Feb 6, 2022
Commercial property in the Kelowna area continues to be in demand. Successfully negotiating a commercial lease is crucial in getting the property you need for the terms that suit your business.
Not all commercial leases are equal, and landlords don’t have to use a template or a standard agreement when proposing a lease. Even if you’ve been dealing with commercial leases for decades, the next one you receive might have a clause or some hidden costs that are totally unexpected.
Read the lease over entirely—preferably with your realtor, who should have a solid understanding of commercial leases, terms, and legal requirements.
Although a month-to-month rental may sound easier, you’ll be at risk of eviction with little notice and you could lose out on any improvements you’ve made to the property. Stick to a formal lease so your investment is protected.

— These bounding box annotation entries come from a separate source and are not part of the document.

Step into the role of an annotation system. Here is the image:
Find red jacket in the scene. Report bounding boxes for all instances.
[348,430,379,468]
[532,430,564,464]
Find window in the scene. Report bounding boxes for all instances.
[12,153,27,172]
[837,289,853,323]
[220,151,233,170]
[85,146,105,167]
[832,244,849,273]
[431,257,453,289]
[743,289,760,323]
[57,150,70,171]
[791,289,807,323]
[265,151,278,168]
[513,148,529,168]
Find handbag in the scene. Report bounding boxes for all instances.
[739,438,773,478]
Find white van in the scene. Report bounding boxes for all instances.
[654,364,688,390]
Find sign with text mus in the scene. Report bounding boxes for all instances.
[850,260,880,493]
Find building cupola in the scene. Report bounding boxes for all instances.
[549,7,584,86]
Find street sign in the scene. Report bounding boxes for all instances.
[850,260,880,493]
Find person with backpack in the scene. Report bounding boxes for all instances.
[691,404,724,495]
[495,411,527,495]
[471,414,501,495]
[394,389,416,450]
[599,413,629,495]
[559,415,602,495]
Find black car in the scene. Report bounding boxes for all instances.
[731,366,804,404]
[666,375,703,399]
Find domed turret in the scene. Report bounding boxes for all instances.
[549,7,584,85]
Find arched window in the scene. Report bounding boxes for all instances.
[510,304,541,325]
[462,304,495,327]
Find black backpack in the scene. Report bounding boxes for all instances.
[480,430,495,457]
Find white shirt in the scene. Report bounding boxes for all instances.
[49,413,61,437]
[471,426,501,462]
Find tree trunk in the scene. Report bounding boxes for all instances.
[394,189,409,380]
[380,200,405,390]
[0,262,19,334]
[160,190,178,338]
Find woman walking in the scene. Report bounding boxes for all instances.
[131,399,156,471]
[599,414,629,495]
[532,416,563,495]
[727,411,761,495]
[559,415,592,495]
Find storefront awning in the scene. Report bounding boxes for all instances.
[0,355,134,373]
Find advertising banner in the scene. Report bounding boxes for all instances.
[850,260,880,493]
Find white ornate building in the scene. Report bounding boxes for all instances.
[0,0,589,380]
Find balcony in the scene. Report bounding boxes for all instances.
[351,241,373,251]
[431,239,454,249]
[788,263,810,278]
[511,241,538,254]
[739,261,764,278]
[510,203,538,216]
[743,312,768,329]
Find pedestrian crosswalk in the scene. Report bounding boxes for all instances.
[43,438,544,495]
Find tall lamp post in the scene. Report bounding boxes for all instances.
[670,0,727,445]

Chances are, you spent some time with your realtor talking about your needs for a commercial space before looking at properties. Will you be expanding in the future? Adding in another line of products or services? Increasing your team?
Keep these needs at the front of your mind as you review the lease so you’re focused on getting what you need. A shorter lease can be a good idea if you’re not sure about your future needs, and, of course, a longer lease will give you some security if you have a long-term plan.

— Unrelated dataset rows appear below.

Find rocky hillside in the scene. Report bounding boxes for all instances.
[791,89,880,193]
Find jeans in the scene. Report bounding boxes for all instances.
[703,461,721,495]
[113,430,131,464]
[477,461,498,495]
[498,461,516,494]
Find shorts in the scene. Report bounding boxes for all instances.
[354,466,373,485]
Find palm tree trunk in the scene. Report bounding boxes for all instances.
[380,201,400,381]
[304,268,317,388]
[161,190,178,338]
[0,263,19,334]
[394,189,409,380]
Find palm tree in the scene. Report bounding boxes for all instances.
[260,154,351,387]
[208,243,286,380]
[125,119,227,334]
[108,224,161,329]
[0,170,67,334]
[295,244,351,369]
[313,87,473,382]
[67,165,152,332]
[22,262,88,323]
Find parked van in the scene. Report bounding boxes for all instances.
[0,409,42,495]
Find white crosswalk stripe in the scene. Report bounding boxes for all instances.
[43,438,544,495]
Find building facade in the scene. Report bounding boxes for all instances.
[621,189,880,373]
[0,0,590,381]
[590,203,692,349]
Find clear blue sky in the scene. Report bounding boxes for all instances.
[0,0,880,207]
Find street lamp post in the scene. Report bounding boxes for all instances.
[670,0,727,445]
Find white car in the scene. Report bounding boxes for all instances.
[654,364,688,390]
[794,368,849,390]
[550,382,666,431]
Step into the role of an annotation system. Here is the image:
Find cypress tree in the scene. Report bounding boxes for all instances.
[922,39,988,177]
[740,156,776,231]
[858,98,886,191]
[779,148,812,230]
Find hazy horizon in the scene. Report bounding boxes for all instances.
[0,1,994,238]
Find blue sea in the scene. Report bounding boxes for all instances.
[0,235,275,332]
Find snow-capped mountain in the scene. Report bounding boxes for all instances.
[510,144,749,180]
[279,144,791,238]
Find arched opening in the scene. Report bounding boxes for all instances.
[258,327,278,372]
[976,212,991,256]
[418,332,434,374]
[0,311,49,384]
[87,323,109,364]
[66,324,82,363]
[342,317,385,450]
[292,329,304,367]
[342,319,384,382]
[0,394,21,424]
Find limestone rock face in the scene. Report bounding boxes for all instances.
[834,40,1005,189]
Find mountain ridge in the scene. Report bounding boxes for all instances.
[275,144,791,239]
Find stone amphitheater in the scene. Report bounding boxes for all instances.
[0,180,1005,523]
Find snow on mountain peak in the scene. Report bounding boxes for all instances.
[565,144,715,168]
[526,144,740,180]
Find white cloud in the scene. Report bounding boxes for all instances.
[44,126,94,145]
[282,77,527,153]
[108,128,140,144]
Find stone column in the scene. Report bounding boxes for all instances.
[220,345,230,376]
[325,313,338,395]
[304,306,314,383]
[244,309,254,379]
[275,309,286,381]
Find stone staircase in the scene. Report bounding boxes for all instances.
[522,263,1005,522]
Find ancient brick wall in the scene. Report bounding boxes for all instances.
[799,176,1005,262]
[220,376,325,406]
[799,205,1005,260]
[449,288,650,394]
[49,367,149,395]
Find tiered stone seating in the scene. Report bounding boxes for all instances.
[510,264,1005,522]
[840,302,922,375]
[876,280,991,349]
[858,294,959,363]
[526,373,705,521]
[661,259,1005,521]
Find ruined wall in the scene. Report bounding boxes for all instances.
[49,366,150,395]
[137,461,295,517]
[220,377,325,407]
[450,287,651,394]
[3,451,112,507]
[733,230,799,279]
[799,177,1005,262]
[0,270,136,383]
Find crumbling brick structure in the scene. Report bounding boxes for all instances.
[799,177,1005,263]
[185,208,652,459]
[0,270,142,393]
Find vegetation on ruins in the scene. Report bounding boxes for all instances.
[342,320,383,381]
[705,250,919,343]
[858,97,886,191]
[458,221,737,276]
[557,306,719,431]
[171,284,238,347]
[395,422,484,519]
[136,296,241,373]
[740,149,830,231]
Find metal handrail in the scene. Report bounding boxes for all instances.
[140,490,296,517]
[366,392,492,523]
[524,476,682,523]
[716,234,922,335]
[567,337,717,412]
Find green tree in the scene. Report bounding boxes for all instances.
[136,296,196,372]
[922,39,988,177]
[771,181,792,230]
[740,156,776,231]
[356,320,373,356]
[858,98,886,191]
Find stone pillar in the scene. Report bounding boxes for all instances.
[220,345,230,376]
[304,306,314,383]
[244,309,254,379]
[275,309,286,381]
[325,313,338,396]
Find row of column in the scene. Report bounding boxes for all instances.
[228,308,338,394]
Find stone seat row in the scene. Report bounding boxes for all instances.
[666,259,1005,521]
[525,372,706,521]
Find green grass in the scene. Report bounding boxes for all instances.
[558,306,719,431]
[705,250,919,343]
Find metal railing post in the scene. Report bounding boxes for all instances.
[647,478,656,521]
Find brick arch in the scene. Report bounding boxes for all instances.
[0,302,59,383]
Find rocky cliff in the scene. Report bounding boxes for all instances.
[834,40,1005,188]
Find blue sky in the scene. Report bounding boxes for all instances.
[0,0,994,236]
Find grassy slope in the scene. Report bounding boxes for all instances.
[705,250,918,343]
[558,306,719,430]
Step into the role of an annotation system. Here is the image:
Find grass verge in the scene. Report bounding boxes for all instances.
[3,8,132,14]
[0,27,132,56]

Make sure the area suits your clientele. If you’re going to have customers visiting, does the area accommodate them? How are access and parking?
Is the neighbourhood appropriate for your business? What is it expected to look like in five or ten years? And see if you can talk to a few people who already work with your landlord. What’s the reputation?
Are there any competitors close by? Speaking of competitors, you can ask your landlord for a competitor clause so they must get your consent before placing a competitor in the building after you sign your lease.
Yes, this is one area where you need a commercial lawyer—and your realtor has probably already told you that! Commercial leases can be legally complex, and you need a commercial lawyer to make sure your business interests are protected.
Hiring a commercial lawyer now can save you a lot of headaches and expenses later. It’s always worth it.
Gross Rent Lease-You pay a flat rate to the landlord what includes rent and incidentals (things like utilities, property tax, repairs, and maintenance for common areas).
Modified Gross Lease-You pay a flat rate and share incidental costs with the landlord
Net Lease-You pay the base rent, plus another cost like property taxes, insurance, or utilities, and the landlord covers other incidentals
Double Net Lease-You pay base rent plus property taxes and insurance
Triple Net Lease-You pay base rent, incidentals, and other costs for operations and maintenance
Percentage Rent Lease-You pay base rent and a percentage of your gross sales over a set minimum. This one’s more common in retail locations with multiple tenants, like malls.
Lease payments can include—and exclude—a huge variety of additional costs. Once you know what type of lease the landlord is proposing, itemize every single cost that you’ll be responsible for. All of those costs need to fit with your budget.
Make sure you understand what the conditions are for terminating the lease. Do these work for your business? On the other side, what are the renewal conditions?
And (the fun part for realtors), how can the landlord incentivize your lease? After all, you’ll be an excellent tenant!
Many clauses in a commercial lease can be negotiated. Work with your realtor to get the lease that’s right for you. Take the time to double-check every clause, and ensure the lease is set up with your best interests in mind.